Before we're rushed into an unnecessarily expensive quick fix, though, let's take a minute to consider the situation.
It's true that we have a serious problem -- not a crisis -- with natural gas prices. Natural gas, you might say, has been the victim of its own success. Because of natural gas's attractiveness as an energy source, demand has increased. Unfortunately, supply has not kept pace. As a result, spot market natural gas prices are now in the range of $5 per million BTUs, up from $2.50 in late winter 2002. It seems likely that only very good luck and a mild winter can prevent residential gas customers from experiencing much higher home heating bills this winter. And, because natural gas is a critical ingredient for petrochemicals and other products, the higher prices will be felt elsewhere as well.
None of this is good news for an economy trying to break out of a recession. The solution to the problem, as Greenspan, Norton and others see it, is to increase the supply. No argument there. But how?
Besides increased imports of liquefied natural gas and exploring in new locations, at least two other approaches are being offered. One is increasing use of renewable energy sources, such as wind farms. And the other is exploitation of proven supplies of natural gas from the Yukon Delta by building a pipeline from Alaska to the lower 48.
Each alternative has drawbacks. Exploration has encountered resistance because of potential damage to the environment. Increasing importation of liquefied natural gas requires large capital outlays that are difficult to raise without guarantees of suitable rates of return to investors. That means guaranteeing prices high enough to bring those returns. Additionally, some fear ships carrying liquefied natural gas and storage facilities are potential targets for terrorists.
A pipeline from Alaska would be expensive -- possibly requiring federal price support guarantees to assure investors again of a suitable return on their investment. Additionally, environmental objections will doubtless be raised.
Renewable energy sources like wind farms are promising, but likely can supply only a fraction of the energy needed, especially in the near term.
To the extent that any of these alternatives would require a subsidy or price guarantee -- insurance for investors against the possibility that the price of natural gas might drop -- we have to ask whether we're being asked to fund an expensive long-term solution to what may well turn out to be a short-term problem.

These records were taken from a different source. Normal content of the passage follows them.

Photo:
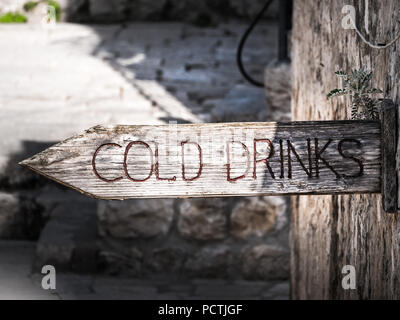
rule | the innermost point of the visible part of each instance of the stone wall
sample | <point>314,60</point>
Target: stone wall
<point>206,12</point>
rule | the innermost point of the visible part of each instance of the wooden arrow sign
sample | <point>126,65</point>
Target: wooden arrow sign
<point>207,160</point>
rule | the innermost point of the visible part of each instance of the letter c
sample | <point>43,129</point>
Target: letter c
<point>94,162</point>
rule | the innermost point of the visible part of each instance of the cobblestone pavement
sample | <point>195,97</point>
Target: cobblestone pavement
<point>57,83</point>
<point>17,282</point>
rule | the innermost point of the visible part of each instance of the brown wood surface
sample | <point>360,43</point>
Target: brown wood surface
<point>203,160</point>
<point>388,115</point>
<point>328,232</point>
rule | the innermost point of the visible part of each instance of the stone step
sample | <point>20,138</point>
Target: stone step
<point>69,239</point>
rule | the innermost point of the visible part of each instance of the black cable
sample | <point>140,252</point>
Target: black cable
<point>242,42</point>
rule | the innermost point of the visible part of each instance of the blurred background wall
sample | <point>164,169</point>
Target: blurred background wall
<point>194,64</point>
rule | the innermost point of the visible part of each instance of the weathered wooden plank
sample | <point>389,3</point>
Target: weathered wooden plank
<point>205,160</point>
<point>389,145</point>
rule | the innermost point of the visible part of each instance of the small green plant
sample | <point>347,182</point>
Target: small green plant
<point>357,85</point>
<point>13,17</point>
<point>56,7</point>
<point>30,5</point>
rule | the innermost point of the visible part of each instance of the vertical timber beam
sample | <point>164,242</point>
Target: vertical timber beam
<point>389,146</point>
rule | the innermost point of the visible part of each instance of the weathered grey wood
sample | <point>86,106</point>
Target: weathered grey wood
<point>388,116</point>
<point>108,162</point>
<point>329,232</point>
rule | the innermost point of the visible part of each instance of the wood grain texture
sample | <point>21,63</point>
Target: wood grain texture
<point>328,232</point>
<point>204,160</point>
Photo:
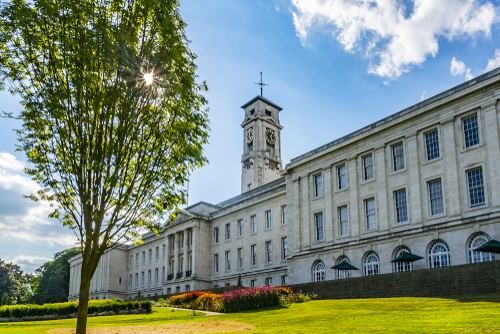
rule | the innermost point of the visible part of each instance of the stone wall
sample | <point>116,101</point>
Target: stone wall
<point>469,279</point>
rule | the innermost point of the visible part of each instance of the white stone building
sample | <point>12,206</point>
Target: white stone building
<point>425,180</point>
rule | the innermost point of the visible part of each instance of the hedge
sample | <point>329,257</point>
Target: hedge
<point>64,309</point>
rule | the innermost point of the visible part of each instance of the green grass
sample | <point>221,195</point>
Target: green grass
<point>392,315</point>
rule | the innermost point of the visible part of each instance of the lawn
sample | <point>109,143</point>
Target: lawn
<point>391,315</point>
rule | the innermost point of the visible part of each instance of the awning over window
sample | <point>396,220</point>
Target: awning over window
<point>407,257</point>
<point>344,266</point>
<point>492,246</point>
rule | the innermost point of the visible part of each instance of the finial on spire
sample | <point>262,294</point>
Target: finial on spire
<point>261,83</point>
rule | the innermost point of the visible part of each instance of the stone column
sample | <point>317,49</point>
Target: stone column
<point>305,222</point>
<point>185,254</point>
<point>327,193</point>
<point>380,174</point>
<point>194,249</point>
<point>353,208</point>
<point>450,158</point>
<point>413,166</point>
<point>492,141</point>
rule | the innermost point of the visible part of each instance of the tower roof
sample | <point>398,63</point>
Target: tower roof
<point>263,99</point>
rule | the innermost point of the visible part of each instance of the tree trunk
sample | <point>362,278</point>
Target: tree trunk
<point>83,303</point>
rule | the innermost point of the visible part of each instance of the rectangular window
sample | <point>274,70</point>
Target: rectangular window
<point>240,228</point>
<point>343,221</point>
<point>228,261</point>
<point>318,223</point>
<point>318,185</point>
<point>284,248</point>
<point>436,197</point>
<point>341,177</point>
<point>368,167</point>
<point>216,235</point>
<point>398,157</point>
<point>471,131</point>
<point>228,231</point>
<point>268,219</point>
<point>269,252</point>
<point>432,145</point>
<point>269,281</point>
<point>401,206</point>
<point>240,258</point>
<point>283,215</point>
<point>253,252</point>
<point>476,187</point>
<point>371,219</point>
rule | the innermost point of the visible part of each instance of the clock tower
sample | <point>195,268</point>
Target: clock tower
<point>261,159</point>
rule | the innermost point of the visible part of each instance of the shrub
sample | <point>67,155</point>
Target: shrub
<point>249,299</point>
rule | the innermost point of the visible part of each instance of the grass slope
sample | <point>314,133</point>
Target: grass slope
<point>391,315</point>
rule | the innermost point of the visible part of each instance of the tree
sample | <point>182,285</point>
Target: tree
<point>51,284</point>
<point>5,299</point>
<point>113,120</point>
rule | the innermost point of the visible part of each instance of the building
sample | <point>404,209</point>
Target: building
<point>425,180</point>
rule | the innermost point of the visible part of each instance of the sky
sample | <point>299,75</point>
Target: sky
<point>334,66</point>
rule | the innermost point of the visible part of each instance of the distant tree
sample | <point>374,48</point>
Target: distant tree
<point>5,299</point>
<point>239,284</point>
<point>113,120</point>
<point>51,284</point>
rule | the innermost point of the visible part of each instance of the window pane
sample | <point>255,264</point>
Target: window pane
<point>401,208</point>
<point>471,132</point>
<point>432,143</point>
<point>398,157</point>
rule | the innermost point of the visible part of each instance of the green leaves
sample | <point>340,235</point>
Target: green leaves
<point>106,147</point>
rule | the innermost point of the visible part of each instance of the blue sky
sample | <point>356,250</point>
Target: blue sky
<point>334,66</point>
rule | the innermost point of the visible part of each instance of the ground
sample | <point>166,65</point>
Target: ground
<point>391,315</point>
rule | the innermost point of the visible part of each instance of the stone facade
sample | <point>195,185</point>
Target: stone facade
<point>424,180</point>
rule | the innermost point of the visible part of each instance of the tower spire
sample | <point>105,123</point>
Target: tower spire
<point>261,83</point>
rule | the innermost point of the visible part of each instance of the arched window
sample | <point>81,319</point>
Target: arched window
<point>343,273</point>
<point>402,266</point>
<point>319,272</point>
<point>475,242</point>
<point>439,254</point>
<point>371,264</point>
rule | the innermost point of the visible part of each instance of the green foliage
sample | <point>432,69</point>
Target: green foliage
<point>14,282</point>
<point>5,299</point>
<point>51,285</point>
<point>64,309</point>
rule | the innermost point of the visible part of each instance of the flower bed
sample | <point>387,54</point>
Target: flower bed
<point>69,310</point>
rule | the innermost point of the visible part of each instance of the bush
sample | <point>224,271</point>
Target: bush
<point>249,299</point>
<point>65,309</point>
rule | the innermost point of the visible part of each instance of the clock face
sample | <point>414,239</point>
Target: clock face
<point>270,136</point>
<point>249,136</point>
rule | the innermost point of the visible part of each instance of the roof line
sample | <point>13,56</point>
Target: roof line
<point>398,114</point>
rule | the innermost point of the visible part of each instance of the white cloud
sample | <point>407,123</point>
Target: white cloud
<point>458,67</point>
<point>396,37</point>
<point>493,63</point>
<point>423,96</point>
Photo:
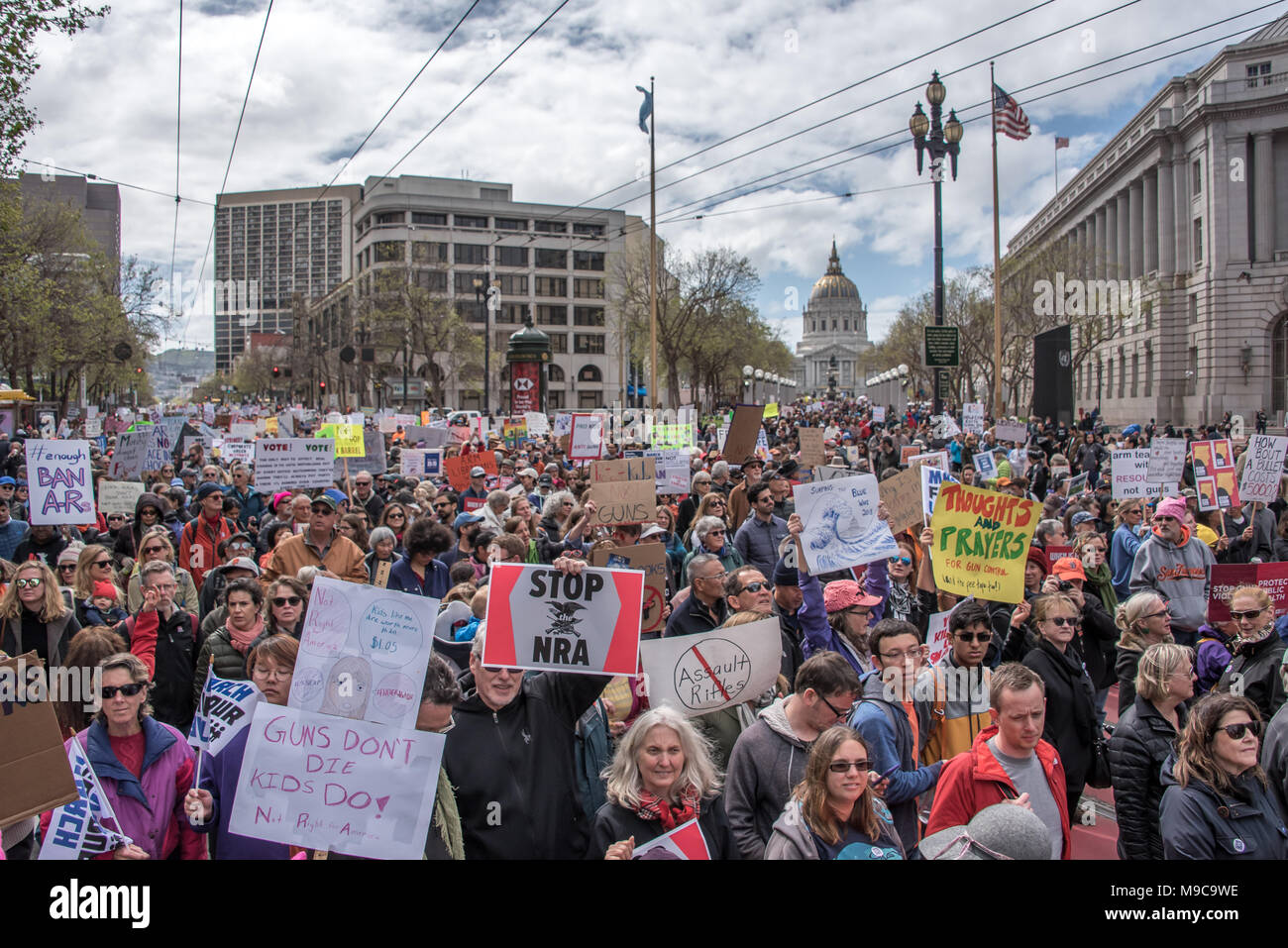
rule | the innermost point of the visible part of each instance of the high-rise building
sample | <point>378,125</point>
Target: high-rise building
<point>269,247</point>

If the "crisis" is about high prices because of short supply, why are we worrying about a price drop?
Granting, for the moment and for purposes of argument, that a subsidy or price guarantee might be needed, which one -- or combination -- of the prospects offers the "best" approach? I have no idea, but neither does anyone else. We can't know that until we measure the full cost of each against the benefits that each offers. In addition to the dollar cost of getting the gas out of the ground and delivering it to the consumer, we need to consider at least four other factors: price stability to avoid a market roller coaster, environmental considerations, national security and energy dependence.
We already have some information in hand about some of the approaches. Determining the full cost of each approach may take nine to 18 months. Meanwhile, it's true, we will be paying high prices for natural gas. But what's the alternative? At the earliest, none of the approaches being advocated can make an appreciable addition to the supply problem for two years, probably longer -- too late to have an impact on our present economic malaise.
What sense does it make, though, to buy a policy that offers (relative) short-term benefits if, in the longer run, it entails higher costs than the alternatives?
More sensible, if we need to mitigate the harsher aspects of the current situation, would be to provide assistance to those who can least afford to deal with the higher prices. But before we get stampeded into choosing a solution that could make an expensive problem even costlier, wouldn't it be a good idea to collect some facts, analyze them and make a decision that will be in the long-run best interests of us all? That would be the way to build a foundation for a sensible energy policy.
Ray Kopp is a senior fellow at Resources for the Future, a Washington-based research center analyzing economic, energy, and environmental issues.